About the time I was six, my father bought a farm a few miles from where he grew up, and shortly thereafter, Grandpa moved into an outbuilding on the farm. His given name was probably William since others knew him as “Will.” To my brothers and I, he was only known as “Grandpa Goldsmith.”
My dad was always a serious but caring man that had very little spare time. He spent all his time working and excessively worrying. The responsibility of a mortgaged farm and supporting a wife and three boys weighed heavily on him, and had never developed any sort of relaxation activities or hobbies like fishing, hunting, or sports.
In our youth, it was Grandpa Goldsmith who doted on our adventurous spirits. He loved to fish, so we spent many hours on farm ponds hoping to catch dinner as mosquitoes and chiggers took bites out of us. Grandpa was always seeking the ever-elusive “big fish”. If any pond didn’t produce satisfactorily, it was deemed “devil possessed.” He seemed quite serious, and since he was a religious man, I never knew what to think.
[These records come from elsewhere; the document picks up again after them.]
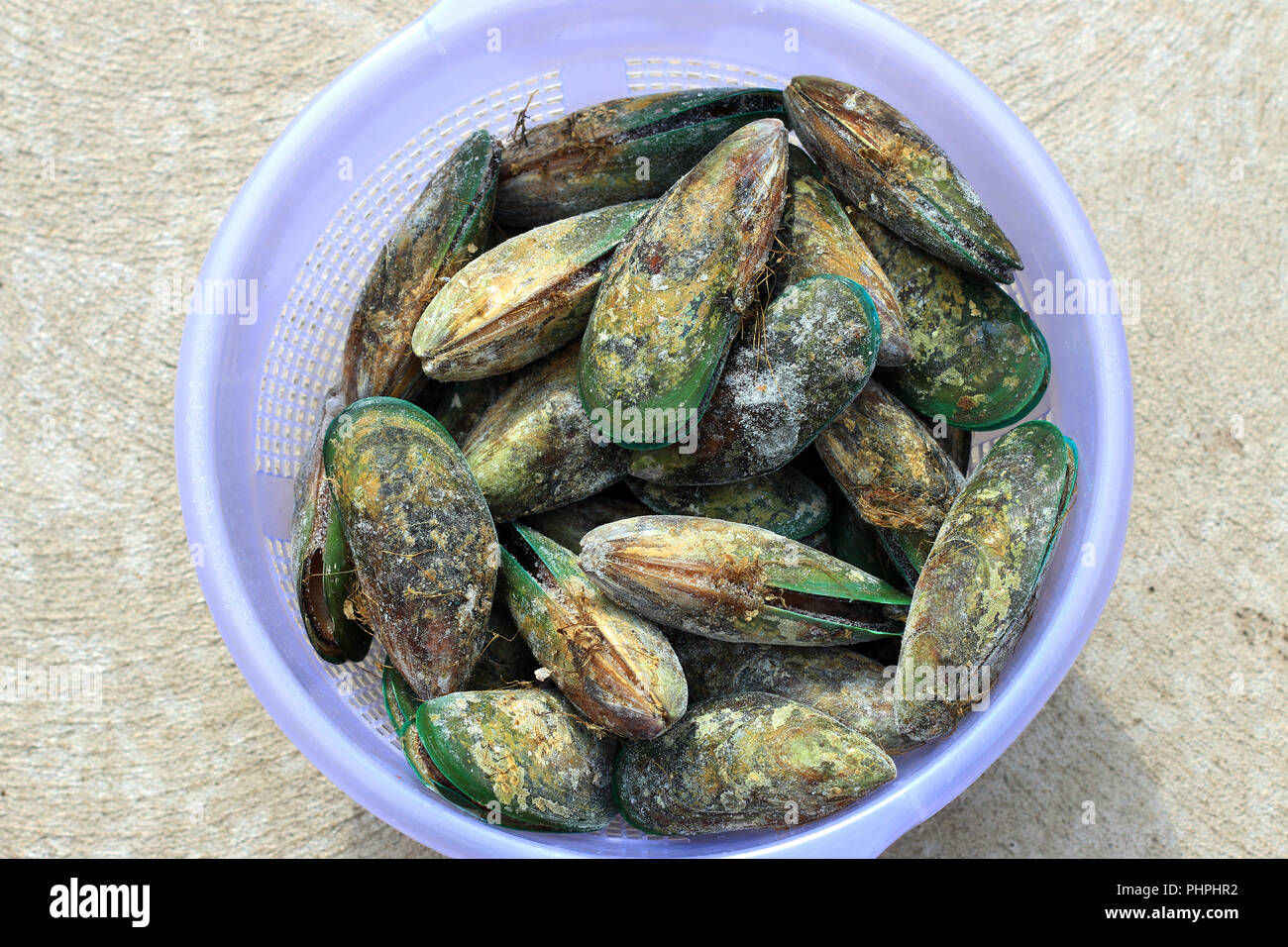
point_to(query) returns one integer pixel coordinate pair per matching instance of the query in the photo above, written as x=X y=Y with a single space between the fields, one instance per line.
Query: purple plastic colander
x=277 y=289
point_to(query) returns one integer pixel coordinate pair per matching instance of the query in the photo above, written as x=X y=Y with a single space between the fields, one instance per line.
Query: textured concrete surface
x=127 y=132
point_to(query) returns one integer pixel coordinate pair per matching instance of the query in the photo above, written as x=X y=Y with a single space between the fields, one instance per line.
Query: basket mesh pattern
x=304 y=354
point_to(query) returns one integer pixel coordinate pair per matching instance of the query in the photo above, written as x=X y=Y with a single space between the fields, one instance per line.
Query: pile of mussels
x=565 y=476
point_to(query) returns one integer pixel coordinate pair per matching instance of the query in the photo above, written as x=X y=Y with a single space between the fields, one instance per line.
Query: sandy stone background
x=125 y=132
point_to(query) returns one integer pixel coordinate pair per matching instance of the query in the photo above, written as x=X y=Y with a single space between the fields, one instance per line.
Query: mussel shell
x=786 y=380
x=735 y=582
x=310 y=530
x=464 y=403
x=857 y=543
x=524 y=751
x=888 y=464
x=522 y=299
x=894 y=171
x=622 y=150
x=445 y=228
x=506 y=660
x=838 y=682
x=977 y=587
x=816 y=237
x=978 y=360
x=677 y=289
x=785 y=501
x=616 y=668
x=535 y=450
x=567 y=525
x=747 y=761
x=420 y=535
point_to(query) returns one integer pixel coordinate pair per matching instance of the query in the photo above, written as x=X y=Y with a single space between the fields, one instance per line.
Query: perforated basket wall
x=310 y=222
Grandpa entertained us in many other ways, like patiently cutting and shaping bows from “bodark” tree hearts, just as the Osage Indians did long ago. He put swings in the huge elm tree in our backyard, made stick horses, and created other ways to entertain three imaginative young boys. He smoked a pipe, using Price Albert tobacco from a can, and we always told him he better “let Prince Albert out.” He sometimes chewed twist tobacco, or dipped snuff. My mother would not let him enjoy his “vice” inside, considering it a nasty habit, but we boys were intrigued. Later in life, I took a few turns chewing tobacco and smoking a pipe, based on the fascination of watching him enjoy them so much.
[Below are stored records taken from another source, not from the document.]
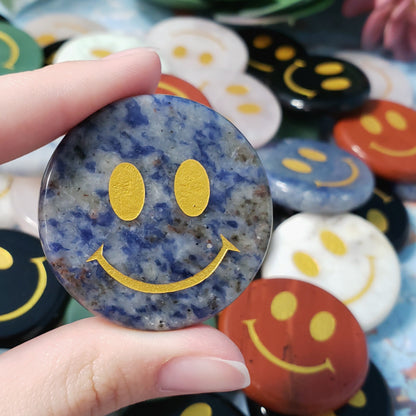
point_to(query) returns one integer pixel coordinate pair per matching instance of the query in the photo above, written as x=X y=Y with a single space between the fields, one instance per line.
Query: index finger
x=39 y=106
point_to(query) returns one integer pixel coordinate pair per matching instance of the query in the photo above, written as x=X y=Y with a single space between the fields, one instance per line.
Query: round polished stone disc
x=52 y=27
x=246 y=102
x=18 y=50
x=194 y=44
x=374 y=398
x=95 y=45
x=305 y=351
x=307 y=175
x=321 y=84
x=155 y=212
x=31 y=299
x=270 y=52
x=171 y=85
x=382 y=134
x=387 y=212
x=190 y=405
x=387 y=82
x=343 y=254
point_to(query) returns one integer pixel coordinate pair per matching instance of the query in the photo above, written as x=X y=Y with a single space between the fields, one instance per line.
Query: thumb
x=92 y=367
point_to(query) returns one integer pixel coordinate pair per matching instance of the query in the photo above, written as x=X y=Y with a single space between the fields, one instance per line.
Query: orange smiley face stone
x=383 y=135
x=305 y=351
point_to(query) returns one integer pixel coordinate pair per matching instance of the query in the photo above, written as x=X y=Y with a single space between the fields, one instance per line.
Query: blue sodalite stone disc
x=318 y=177
x=162 y=245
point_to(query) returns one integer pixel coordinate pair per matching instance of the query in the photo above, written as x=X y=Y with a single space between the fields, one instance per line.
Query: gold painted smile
x=294 y=368
x=144 y=287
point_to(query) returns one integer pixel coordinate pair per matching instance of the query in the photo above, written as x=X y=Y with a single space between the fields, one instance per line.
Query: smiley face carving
x=30 y=297
x=269 y=52
x=192 y=195
x=294 y=337
x=320 y=83
x=343 y=254
x=194 y=44
x=315 y=176
x=381 y=134
x=159 y=214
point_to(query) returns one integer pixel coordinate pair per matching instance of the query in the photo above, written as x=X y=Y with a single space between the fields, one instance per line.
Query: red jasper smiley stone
x=171 y=85
x=382 y=134
x=305 y=351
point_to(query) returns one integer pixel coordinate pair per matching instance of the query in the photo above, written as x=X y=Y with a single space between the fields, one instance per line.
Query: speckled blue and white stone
x=162 y=245
x=323 y=189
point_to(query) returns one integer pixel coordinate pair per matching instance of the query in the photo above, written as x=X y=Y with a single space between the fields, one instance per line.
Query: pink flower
x=391 y=23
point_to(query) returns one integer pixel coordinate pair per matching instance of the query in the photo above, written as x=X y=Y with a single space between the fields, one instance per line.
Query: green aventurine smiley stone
x=18 y=51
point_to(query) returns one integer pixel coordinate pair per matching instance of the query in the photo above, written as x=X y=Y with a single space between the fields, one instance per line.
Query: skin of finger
x=93 y=367
x=39 y=106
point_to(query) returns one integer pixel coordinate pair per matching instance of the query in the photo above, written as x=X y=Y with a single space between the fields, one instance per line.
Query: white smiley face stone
x=344 y=254
x=387 y=82
x=195 y=44
x=95 y=46
x=244 y=101
x=53 y=27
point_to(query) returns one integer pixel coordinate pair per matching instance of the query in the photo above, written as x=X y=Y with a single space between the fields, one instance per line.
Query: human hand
x=93 y=367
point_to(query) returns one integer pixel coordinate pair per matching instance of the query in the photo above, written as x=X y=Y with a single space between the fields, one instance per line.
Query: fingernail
x=202 y=375
x=127 y=52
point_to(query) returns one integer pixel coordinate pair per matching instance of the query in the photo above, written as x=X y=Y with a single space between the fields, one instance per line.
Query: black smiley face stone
x=191 y=405
x=31 y=299
x=270 y=51
x=387 y=212
x=322 y=84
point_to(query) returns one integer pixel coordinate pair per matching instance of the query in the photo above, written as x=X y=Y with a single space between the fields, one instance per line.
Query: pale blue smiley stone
x=317 y=177
x=163 y=244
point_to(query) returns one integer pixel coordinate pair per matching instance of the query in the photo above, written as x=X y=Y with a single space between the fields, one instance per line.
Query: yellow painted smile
x=144 y=287
x=294 y=368
x=14 y=50
x=288 y=78
x=40 y=288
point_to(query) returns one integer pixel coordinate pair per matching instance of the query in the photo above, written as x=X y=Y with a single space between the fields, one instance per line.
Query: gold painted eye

On July 4th, since we couldn’t afford fireworks, he would open a can of carbide, put some in a small tin, add water, then cover it with a large juice can. We stood back as he lit it with a long stick. The combination produced acetylene gas, and our homemade rocket was sent flying with a loud bang. His knowledge dated back to his days as a miner when he used a carbide headlamp to light the way before the advent of battery lamps. They are still used today by many spelunkers.
Grandpa Goldsmith lived a full life and was a valuable member of our family. He spent his final years in a nursing home on the shores of a large lake, where he fished as long as he was still able. I have only fond memories of him. I miss my grandpa.